# FFAs, are you into seeing a normal sized man ballooning up?



## Yor (Jan 24, 2020)

So would you date a normal sized guy like me who willingly wants to become big and fat, and help fatten him up? Or do you want your SO to be fat to begin with?

And are there more men like me on this board?


----------



## AmyJo1976 (Jan 24, 2020)

I prefer my men to be fat to begin with, but I have witnessed a couple of normal sized men balloon over time and I have to say I enjoyed it!


----------



## alk27alk27 (Feb 6, 2020)

Yor said:


> So would you date a normal sized guy like me who willingly wants to become big and fat, and help fatten him up? Or do you want your SO to be fat to begin with?
> 
> And are there more men like me on this board?


I’m kinda into the idea of personally gaining but I think in this question I’d rather be the encourager and get a skinny girl chubby.


----------



## ReefCheif (Feb 17, 2020)

I am a formerly skinny FA/Feeder. I love fattening up women and over the years I randomly have gained which I had mixed feelings about. However I realized about 6 months ago that I would like to gain purposefully after I gained about 50 pounds. So the last few months I’ve been stuffing my face every day and going to bed completely stuffed every night. I recently got over 200 pounds and I’d love some encouragement from a female feeder or FA. I want to get up to 250 by my birthday (May 19). As of today I’m 205


----------



## PiggiesLove (Feb 26, 2020)

I'd prefer a guy to be fat already. I don't mind an average sized guy gaining but it isn't usually what I go for. I just like guys with plenty of chub, BHMs or SSBHMs, both are good.


----------



## voluptuouslover (Nov 2, 2020)

Off the topic slightly - but wanted to chime in with......When my wife and I were dating I was big into lifting weights I went through a stage where I lifted real heavy and I became pretty bulky & muscular with a slight little belly. My GF said she thought I should lean up and cut up more....even though she never told me her true feelings in the past. Fast forward many years we have been married and I grew a big Gut and don't lift nearly as often...like almost never these days. She not only can't get enough of touching my big ole gut sticking out in front of me but her hand always slides upon my shirt and makes it to my moobs with gently soft squeezes that get faster before she pulls her hand out. Not only does she see very into my size and gain but she feeds me as if to get me even bigger (Not sure if it is my crazy thought process) but I could swear she is trying to make my Gut even bigger.

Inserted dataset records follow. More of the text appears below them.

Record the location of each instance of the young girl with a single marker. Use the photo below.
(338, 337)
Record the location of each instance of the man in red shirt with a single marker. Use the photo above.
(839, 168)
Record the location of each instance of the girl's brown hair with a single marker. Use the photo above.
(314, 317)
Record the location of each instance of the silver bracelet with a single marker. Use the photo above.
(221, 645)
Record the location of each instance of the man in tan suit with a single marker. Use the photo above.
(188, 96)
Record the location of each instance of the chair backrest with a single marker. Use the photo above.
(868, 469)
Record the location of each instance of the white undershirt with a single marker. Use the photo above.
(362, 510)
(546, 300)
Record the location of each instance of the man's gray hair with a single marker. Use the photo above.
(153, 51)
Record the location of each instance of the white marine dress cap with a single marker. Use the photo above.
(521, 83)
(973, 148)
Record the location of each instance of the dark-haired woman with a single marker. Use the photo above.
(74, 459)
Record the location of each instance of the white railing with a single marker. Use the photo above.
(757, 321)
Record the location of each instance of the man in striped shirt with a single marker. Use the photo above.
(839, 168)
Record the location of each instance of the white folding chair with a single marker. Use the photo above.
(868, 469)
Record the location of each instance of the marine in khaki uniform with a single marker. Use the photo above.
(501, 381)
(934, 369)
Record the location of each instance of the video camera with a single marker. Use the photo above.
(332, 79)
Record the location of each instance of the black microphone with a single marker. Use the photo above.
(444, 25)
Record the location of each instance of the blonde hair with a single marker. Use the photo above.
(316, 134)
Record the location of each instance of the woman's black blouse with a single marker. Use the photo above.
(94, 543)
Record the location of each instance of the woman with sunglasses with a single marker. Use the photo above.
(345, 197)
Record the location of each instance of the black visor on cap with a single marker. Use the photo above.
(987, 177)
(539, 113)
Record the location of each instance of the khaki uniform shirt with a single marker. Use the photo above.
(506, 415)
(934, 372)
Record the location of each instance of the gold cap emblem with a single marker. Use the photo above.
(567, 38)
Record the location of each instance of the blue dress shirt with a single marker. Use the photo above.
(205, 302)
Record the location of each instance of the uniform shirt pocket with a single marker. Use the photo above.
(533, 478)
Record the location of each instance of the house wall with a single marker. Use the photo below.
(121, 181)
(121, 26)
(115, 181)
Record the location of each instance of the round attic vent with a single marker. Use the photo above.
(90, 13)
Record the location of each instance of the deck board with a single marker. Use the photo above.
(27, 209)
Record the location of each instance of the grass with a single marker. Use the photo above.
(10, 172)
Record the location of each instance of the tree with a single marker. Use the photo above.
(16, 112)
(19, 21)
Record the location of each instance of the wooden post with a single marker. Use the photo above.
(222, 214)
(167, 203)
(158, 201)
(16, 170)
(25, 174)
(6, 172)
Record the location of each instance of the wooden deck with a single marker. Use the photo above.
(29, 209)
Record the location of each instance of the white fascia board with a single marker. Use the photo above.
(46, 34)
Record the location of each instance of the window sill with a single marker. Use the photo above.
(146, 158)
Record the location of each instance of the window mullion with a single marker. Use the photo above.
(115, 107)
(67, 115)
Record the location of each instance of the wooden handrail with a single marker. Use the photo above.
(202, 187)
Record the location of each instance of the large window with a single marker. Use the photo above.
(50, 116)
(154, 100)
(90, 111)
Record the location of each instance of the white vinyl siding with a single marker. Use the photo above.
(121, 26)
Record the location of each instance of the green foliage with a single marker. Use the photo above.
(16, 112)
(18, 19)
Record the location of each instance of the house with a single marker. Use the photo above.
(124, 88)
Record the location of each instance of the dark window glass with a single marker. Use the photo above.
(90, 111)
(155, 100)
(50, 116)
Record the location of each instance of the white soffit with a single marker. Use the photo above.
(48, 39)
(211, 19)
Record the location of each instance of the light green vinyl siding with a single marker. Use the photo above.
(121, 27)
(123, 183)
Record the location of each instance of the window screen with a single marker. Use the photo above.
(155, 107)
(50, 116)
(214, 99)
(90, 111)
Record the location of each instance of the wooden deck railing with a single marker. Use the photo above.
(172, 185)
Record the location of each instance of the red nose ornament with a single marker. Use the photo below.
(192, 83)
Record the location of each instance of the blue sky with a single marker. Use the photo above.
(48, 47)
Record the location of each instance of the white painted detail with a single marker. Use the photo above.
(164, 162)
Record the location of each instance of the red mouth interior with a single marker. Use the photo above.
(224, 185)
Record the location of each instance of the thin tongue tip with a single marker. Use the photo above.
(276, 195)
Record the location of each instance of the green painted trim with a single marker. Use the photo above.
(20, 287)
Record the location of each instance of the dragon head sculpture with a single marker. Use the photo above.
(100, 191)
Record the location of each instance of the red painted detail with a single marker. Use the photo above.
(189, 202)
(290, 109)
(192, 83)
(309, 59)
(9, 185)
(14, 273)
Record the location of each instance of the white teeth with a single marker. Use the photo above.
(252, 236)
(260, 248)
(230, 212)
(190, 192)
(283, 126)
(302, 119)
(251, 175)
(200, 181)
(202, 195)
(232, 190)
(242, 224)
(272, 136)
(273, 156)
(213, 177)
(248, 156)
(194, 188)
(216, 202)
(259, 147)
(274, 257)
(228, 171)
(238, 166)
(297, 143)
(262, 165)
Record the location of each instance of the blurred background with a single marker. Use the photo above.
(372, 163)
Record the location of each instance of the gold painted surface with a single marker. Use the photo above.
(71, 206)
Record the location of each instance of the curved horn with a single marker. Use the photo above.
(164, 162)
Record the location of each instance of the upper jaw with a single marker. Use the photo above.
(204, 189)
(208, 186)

So I guess things change.....but it may also be that she has been a good wife and fattened top her husband.


----------



## Anjula (Nov 6, 2020)

A short hard nah. I like them fat, not potentially fat


----------



## Mel KM (Dec 6, 2020)

For me, the short answer is yes. Although I prefer a fat boy to start with, and keep making him bigger


----------



## Ffancy (Dec 11, 2020)

A guy has to have at least enough softness to tell me he likes indulging himself to catch my eye. Skinny but with a soft little belly is big enough for me to pay attention, although bigger is good too.


----------



## queenarona (Dec 13, 2020)

For me, I honestly loved the fact that my hubby was thinner when we first started dating and gained weight throughout our relationship. I was insanely attracted to him at various weights but I do love how he teases me with the fact that he didn't work out as much after we started dating because he knew I liked bigger guys. It's fun watching someone grow, either getting thicker and tighter or wider and flabbier.


----------



## Yor (Dec 18, 2020)

Ffancy said:


> A guy has to have at least enough softness to tell me he likes indulging himself to catch my eye. Skinny but with a soft little belly is big enough for me to pay attention, although bigger is good too.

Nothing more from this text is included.